Egalement appelé « restaurant virtuel » ou « Ghost kitchen », le concept de « Dark kitchen » connaît un succès croissant, accru avec le confinement et la fermeture des restaurants physiques.
Ce concept soulève une foule de questions juridiques pratiques (forme sociale, flexibilité du bail, formation hygiène HACCP, déclarations auprès de la DDPP, permis d’exploitation, etc.) et pose plusieurs défis à l’avenir (dépendance économique aux plateformes sur Internet, risques de concurrence déloyale, question sociale du statut des livreurs….).

Qu’est-ce qu’une « Dark kitchen » ?

Ce terme regroupe en réalité plusieurs situations :
- Au sens premier, il s’agit d’une structure qui n’est pas destinée à recevoir de la clientèle, mais qui est optimisée pour la vente à emporter (livraison à domicile). En ce sens, les locaux des Dark kitchen ne sont composés que d’une cuisine et n’ont pas de salle de restaurant pour accueillir les clients. Les Dark kitchen n’ont pas non plus besoin de serveurs ;
- Sur un plan plus technique, les Dark kitchen peuvent aussi être caractérisées par des sociétés spécialisées qui vont se charger de la location du local, en le divisant en plusieurs espaces de cuisines "clé en main", loués par différents restaurateurs. La société s’occupera de fournir le local, faire le ménage et parfois même de fournir les denrées alimentaires.

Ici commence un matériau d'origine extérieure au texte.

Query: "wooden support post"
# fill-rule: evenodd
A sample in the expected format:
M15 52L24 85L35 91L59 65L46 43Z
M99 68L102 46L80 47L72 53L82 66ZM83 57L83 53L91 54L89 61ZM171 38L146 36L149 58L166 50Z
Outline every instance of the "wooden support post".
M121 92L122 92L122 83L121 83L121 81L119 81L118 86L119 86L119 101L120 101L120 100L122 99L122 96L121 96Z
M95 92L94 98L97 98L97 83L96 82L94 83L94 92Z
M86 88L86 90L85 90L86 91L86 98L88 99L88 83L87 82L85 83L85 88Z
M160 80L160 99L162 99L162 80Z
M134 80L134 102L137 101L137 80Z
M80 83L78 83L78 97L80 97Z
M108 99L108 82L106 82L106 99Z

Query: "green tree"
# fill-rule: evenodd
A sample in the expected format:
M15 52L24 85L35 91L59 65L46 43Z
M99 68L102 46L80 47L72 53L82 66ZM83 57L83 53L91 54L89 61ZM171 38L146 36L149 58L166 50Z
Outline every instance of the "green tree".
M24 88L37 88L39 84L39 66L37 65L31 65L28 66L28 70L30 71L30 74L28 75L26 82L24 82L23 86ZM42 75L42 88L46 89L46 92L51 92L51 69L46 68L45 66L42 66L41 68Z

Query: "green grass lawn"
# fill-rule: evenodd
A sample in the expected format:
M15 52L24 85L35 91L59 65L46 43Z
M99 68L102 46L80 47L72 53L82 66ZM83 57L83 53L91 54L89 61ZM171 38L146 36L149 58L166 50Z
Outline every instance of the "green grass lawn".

Certaines plateformes de livraison investissent massivement dans ces espaces, sorte de "coworking" de la restauration, afin d’assurer leur présence à tous les échelons de la chaîne de distribution de repas à domicile ;
- Dernière possibilité : un laboratoire équipé d’une cuisine avec extraction, qui livre d’autres restaurants virtuels ou physiques en centre-ville, lesquels n’ont plus qu’à réchauffer, conditionner, et livrer les plats préparés sous leur enseigne.

Dans tous les cas, le concept de Dark Kitchen (restaurant virtuel) a pour but d’optimiser les charges, en se focalisant uniquement sur la vente de repas livrés à domicile, commandés en ligne sur des plateformes de livraison spécialisées (Ubereat, Deliveroo...).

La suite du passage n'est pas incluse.